I remember Ben's sister, Anne, once saying that when you look at a photograph of a baby, there's no way to predict what they'll look like when they're older. But when you look at the growing child or adult and then back at the baby picture, the person that will one day emerge is all present and accounted for. I could extrapolate that to personality. There are many seeds in a small child. You just don't know which are going to sprout. I find myself, as most parents do, wondering how my kids will mature, who'll they'll be in twenty years. The other day I found myself making those predictions out loud. I told Mae that I thought she'd be preserving endangered species in some far-flung corner of Africa. Lana, I mused, would be a fashion designer in New York City. And Mihiretu, I'm certain, will be a movie star.

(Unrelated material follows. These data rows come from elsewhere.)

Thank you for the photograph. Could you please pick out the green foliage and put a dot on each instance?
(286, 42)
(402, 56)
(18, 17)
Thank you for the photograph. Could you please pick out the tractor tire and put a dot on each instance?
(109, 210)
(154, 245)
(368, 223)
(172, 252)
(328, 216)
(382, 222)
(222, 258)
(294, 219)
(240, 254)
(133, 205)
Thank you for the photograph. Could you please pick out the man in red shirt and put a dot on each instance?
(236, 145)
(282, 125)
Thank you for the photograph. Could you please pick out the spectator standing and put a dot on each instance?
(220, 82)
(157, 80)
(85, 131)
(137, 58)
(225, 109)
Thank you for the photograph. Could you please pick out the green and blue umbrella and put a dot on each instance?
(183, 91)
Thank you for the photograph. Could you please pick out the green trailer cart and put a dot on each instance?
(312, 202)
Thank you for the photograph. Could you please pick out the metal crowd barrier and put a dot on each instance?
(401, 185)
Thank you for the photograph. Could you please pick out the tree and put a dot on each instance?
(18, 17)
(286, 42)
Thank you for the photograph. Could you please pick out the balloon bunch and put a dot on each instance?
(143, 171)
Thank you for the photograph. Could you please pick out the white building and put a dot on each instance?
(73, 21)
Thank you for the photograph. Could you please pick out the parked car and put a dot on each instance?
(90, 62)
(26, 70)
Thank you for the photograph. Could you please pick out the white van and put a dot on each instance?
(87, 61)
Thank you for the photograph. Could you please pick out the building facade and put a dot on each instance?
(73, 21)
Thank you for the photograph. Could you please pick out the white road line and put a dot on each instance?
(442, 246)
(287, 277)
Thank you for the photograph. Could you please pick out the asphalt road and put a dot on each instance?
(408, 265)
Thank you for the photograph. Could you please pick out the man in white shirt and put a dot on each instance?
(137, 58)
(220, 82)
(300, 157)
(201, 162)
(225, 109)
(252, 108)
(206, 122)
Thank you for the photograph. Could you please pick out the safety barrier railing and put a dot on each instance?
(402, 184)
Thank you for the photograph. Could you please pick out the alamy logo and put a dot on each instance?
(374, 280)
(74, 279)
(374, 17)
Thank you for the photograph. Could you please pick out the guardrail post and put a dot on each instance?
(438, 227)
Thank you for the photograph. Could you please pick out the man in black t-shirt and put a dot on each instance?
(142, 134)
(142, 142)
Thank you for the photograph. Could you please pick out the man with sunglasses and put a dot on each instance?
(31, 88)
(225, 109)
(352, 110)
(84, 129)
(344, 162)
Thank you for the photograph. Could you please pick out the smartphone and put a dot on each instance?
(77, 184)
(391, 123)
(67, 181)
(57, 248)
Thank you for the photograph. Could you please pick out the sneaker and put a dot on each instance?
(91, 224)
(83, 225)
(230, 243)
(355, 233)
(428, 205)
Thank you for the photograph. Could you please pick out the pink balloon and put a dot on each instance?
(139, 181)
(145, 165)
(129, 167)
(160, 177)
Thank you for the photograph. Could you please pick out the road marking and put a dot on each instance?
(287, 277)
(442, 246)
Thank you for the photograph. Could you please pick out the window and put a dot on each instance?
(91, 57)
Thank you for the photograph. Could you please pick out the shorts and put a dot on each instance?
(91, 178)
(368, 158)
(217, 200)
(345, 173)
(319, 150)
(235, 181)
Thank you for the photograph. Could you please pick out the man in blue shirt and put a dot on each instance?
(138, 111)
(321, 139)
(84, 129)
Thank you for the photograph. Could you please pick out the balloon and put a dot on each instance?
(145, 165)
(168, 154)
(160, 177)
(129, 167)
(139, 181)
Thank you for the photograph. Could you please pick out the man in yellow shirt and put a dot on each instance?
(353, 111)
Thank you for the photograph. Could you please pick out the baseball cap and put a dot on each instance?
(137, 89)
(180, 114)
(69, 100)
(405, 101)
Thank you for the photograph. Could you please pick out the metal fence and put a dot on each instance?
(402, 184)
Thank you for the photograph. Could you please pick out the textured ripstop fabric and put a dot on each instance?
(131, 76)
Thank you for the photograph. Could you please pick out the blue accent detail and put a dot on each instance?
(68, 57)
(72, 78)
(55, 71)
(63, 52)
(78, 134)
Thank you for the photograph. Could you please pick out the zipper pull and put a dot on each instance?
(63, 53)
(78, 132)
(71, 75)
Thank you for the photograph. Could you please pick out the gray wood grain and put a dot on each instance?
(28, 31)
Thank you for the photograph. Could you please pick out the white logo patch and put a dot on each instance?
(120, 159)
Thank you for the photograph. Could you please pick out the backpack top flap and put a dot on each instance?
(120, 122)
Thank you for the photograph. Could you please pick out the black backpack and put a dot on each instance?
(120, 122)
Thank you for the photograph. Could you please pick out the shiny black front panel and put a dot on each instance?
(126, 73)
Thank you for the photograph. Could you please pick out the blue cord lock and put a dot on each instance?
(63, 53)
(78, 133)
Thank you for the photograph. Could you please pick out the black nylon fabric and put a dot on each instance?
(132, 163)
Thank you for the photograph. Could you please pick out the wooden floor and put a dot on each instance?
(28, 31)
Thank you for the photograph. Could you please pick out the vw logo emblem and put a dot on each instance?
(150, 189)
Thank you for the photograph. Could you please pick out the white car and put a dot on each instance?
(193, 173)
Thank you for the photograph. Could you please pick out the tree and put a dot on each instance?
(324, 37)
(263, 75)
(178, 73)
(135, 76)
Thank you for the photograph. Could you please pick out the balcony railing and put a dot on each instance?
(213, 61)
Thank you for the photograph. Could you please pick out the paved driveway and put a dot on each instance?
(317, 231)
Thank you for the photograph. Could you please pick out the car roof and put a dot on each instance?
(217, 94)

He has an extraordinary sense of humor for a three-year-old, I'll give him that. We were at a little league game this weekend and he was spending some quality time with his grandpa. He and Bob, Ben's dad, have really been enjoying each other lately. Mihiretu is sparing with his trust but he's firmly decided that Bob is deserving. Half way through the game, Mihiretu was nestled in Bob's lap, getting soundly tickled. He gazed up into Bob's face and with his customary twinkle, said "Gamma", his pronunciation of Grandma. Bob, thinking he just had his English confused, said, "Oh, no, I'm Papa. I'm your grandpa." And Mihiretu said, "No. Gamma," and laughed. Soon they were engaged in mock battle, Bob saying, "Mihiretu's a little girl," and Mihiretu saying, "No, you Gamma!" They were both in hysterics.
It's a good thing, I guess, his ability to charm. From what I know of the world, good looks and a sense of humor go probably farther than they should. But he's going to have a hard enough time growing up African in white-white-white Marin County, let alone making his way in the world beyond. He needs all the ammunition he can get.